In response, the junta-appointed Ndaw, a retired colonel, as interim president. He will govern for a maximum of 18 months before staging elections.
Ndaw also named former foreign minister Moctar Ouane as his prime minister on September 27 as part of the bid to meet the conditions set by the 15-nation ECOWAS bloc.
On Thursday, Ndaw met ECOWAS envoy Hamidou Boly in the capital Bamako, according to the interim presidency’s Twitter account.
Boly “suggested that the sanctions could soon be lifted,” the tweet said.
However, the Economic Community of West African States (ECOWAS) has previously expressed other reservations about Mali’s post-coup government.
Among them are the detention of political leaders arrested during the coup; the continuation of the junta as an entity; and a roadmap towards civilian rule — a document endorsed by the junta that ECOWAS wants to be made public.

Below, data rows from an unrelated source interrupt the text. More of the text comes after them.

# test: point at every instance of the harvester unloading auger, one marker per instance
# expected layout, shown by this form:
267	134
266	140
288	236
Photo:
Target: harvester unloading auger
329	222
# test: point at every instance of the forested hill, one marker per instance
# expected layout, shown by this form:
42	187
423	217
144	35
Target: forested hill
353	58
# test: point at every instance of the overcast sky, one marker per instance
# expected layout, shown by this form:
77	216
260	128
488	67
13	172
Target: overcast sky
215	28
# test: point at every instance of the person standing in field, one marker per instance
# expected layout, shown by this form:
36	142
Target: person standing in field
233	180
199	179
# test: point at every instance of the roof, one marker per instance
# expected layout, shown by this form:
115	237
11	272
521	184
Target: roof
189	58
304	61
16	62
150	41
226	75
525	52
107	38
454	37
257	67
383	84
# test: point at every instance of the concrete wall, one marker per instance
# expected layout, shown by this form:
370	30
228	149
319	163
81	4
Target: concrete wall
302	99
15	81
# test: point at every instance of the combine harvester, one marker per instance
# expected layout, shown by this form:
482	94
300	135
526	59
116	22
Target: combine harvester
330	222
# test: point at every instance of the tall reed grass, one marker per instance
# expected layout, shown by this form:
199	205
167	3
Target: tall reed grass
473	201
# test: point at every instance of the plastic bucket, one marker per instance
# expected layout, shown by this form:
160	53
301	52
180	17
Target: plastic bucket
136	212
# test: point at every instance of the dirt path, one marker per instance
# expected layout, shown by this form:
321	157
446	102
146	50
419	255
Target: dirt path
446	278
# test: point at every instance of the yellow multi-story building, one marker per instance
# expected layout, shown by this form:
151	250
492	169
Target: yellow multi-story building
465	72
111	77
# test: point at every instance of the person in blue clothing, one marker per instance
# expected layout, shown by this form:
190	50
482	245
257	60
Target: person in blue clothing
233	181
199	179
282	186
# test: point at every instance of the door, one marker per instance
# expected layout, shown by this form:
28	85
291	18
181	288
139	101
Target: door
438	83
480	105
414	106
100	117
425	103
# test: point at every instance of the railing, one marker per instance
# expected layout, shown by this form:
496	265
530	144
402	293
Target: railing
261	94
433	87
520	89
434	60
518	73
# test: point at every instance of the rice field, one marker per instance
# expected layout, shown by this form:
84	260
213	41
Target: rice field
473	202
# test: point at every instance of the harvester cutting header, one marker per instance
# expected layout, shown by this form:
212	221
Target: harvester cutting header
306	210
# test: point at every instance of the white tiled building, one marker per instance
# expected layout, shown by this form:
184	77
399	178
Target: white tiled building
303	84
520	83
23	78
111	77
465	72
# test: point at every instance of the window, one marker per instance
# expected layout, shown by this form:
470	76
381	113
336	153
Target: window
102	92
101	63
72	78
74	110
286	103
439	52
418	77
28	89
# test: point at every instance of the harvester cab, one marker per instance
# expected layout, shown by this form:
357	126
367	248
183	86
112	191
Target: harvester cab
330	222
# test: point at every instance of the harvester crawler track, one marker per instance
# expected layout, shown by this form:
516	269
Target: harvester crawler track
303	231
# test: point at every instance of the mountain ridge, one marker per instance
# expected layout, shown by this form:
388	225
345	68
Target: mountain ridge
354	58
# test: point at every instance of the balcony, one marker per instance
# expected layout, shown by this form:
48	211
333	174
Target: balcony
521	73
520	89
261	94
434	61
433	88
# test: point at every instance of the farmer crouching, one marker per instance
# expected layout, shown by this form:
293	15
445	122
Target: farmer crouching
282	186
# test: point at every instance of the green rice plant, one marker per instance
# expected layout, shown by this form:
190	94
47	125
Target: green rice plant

ECOWAS is also uneasy about the position of junta leader Colonel Assimi Goita as interim vice president, whose role in government remains unclear as long as the roadmap remains unpublished.
A junta official told AFP that the document could be published soon.
The ECOWAS trade restrictions include a ban commercial trade and financial flows, but not basic necessities, drugs, equipment to fight coronavirus, fuel or electricity.